Blueprint's search for authenticity in everything they do is literally what led them to Artisan Coffee as their importer for Rwandan coffee. Timko was trying to understand the history of specialty coffee in Rwanda and stumbled onto the story of the PEARL project, which launched Rwanda's rise in the coffee world in 2003. This led him to Michigan State University websites, which eventually led him to get in touch with Ruth Ann Church, who was studying under the director of the PEARL project (Dan Clay) recently. Her "student profile" mentioned she is a coffee importer.

So five years after the fabled start of Blueprint, amazing projects are gearing up. One involves a microscope. It seems a microscope would be more beneficial than a telescope for the women of Ejo Heza, the sub-group at Kopakama cooperative that grows the coffee Blueprint buys. Watch this space, as the concept of a great cup of coffee may include helping coffee farmers monitor their soil with microscopes!


















Monday, May 14, 2018

Roaster of the Week: Zeke's Coffee in Baltimore

May 14, 2018
Zeke's Coffee Roasters opened in Baltimore in 2005. It's a family-owned, family-run business with three cafes now, (Baltimore, the "original", DC and Pittsburgh). The retail operation also services seven farmers markets every week! They have a growing wholesale segment, which today is even larger than the retail business in terms of volume.

Brett's selfie
Zeke's was the pioneer roaster in their market, ahead of the others in serving up fresh-roasted, great-tasting, specialty coffee in Baltimore, according to Brett Rhodes, Sales and Special Events Manager. They were sourcing quality coffee and paying attention to roast profiles and freshness before it became a "hot" thing to do in 2009. Brett says their roasters, Dennis Doxy and Nick Hedinger, are the center of their operation. Consumers have grown to appreciate the lighter roast that Zeke's offers, so Dennis and Nick must be sure their fans aren't disappointed.
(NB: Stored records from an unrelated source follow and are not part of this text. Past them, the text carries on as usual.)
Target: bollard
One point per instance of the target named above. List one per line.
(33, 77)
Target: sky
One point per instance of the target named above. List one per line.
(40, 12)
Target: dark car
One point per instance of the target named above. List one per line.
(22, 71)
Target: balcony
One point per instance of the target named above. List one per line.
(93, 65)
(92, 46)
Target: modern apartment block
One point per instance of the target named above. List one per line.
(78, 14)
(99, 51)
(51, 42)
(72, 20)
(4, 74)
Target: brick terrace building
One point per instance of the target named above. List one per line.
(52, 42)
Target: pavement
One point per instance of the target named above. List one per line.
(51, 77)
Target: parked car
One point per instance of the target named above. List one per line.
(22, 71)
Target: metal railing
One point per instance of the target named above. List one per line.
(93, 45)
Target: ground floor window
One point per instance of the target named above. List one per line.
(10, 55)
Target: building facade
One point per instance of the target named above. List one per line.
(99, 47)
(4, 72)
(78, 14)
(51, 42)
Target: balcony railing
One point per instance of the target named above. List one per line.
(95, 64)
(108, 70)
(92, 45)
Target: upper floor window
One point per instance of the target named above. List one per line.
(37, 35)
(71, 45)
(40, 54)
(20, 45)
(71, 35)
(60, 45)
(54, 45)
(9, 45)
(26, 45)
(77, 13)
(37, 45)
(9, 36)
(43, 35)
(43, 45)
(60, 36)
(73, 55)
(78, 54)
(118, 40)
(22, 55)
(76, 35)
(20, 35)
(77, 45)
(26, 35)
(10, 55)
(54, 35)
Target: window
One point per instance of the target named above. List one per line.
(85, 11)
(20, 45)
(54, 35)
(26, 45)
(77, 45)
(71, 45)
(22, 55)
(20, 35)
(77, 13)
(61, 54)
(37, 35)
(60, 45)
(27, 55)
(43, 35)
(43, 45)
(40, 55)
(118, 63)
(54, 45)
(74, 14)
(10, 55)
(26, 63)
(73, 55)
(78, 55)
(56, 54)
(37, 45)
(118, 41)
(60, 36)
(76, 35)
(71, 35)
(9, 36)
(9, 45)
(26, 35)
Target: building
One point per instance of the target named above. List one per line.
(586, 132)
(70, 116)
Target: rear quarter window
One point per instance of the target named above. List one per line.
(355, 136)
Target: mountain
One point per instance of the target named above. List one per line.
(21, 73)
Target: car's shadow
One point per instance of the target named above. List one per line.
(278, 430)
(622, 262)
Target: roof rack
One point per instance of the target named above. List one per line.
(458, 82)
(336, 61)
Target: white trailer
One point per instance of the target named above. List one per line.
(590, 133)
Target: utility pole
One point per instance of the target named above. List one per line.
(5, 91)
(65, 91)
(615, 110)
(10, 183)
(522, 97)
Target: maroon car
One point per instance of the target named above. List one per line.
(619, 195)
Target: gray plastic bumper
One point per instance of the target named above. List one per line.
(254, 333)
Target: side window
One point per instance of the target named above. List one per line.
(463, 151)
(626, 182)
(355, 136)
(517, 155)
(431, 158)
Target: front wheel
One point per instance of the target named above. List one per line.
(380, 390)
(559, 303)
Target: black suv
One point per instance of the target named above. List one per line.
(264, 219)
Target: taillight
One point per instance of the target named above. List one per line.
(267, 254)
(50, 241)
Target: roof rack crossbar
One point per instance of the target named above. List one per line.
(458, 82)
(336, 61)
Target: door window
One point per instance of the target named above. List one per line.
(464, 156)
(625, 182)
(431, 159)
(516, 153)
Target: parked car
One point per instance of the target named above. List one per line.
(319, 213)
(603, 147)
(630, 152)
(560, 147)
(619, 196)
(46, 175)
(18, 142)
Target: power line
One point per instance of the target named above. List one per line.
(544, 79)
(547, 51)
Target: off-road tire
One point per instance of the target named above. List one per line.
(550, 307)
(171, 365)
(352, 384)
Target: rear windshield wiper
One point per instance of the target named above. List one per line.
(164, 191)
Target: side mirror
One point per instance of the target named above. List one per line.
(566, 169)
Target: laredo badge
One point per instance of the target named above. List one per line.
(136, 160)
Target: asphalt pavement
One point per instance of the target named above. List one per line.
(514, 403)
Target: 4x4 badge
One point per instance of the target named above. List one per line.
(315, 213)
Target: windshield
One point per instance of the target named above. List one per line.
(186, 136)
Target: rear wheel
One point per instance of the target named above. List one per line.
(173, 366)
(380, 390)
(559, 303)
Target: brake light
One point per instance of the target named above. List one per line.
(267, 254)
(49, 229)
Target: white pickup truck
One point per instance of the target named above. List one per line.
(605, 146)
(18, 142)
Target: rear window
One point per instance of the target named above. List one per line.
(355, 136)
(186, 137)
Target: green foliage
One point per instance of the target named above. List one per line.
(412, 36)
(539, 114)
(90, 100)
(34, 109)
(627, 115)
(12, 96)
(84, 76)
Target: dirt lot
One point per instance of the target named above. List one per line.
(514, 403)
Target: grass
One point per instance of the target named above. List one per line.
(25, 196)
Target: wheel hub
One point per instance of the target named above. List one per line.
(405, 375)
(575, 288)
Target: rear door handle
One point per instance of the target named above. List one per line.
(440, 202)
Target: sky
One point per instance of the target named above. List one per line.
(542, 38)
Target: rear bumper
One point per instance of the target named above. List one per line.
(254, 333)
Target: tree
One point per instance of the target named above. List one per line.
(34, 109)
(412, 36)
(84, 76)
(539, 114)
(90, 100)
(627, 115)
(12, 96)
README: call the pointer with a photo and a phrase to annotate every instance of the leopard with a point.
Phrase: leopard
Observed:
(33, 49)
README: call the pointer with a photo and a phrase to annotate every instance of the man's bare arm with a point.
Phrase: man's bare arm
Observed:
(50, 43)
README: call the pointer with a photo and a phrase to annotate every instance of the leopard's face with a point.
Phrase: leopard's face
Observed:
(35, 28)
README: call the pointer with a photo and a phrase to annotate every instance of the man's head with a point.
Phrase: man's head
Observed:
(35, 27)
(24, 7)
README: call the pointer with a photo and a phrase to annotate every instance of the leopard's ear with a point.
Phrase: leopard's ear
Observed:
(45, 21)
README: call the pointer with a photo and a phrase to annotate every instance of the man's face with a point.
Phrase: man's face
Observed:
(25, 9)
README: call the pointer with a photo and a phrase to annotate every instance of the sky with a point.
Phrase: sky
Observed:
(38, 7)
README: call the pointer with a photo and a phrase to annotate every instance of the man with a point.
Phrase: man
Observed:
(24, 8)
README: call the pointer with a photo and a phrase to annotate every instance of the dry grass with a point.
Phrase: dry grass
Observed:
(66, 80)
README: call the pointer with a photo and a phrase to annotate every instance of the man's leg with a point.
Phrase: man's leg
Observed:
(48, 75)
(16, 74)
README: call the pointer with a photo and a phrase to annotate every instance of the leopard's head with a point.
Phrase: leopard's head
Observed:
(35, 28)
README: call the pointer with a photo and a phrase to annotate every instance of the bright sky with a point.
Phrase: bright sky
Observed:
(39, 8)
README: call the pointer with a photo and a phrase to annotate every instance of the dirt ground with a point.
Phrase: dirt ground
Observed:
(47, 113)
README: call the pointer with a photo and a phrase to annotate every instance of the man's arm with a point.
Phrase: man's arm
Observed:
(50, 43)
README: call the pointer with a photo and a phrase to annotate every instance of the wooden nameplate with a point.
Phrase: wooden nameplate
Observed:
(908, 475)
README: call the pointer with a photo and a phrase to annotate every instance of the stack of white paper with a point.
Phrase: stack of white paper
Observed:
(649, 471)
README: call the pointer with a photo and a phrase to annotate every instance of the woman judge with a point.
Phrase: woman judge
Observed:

With their first-mover advantage, Zeke's has built a strong brand identity in the market. They offer several blends with special names that have loyal customers like 1812 Espresso, Tell Tale Dark, Charm City and Armistead's Blend. Brett says people may not know it, but they taste the fact that Zeke's turns over their entire roasted inventory every week. They only sell fresh coffee.

"Another one of the keys to growth," says Brett, "is our customer service. We're small enough that customers feel like we're approachable. We have great employees who go the extra mile to help customers." Brett says they are rolling out new programs this year to help their customers have an even better experience with Zeke's: mobile-ordering for consumers and "blue cart" for the restaurant industry.




Brett is excited to bring the Rwanda Ejo Heza women-grown coffee, imported by Artisan Coffee Imports, into their offerings of high quality, single origin coffees. He expects customers in all three cafes to be intrigued by its newness, and then to come back for more of its fruity, citrus with chocolate and spicy notes. The story of the women this coffee benefits is a draw also. Especially in this month where we celebrate mothers, consumers want to pay tribute to the women farmers whose lives depend on a fair deal from the high-quality coffee they sell.
Women of Ejo Heza during a picking day at their community plot.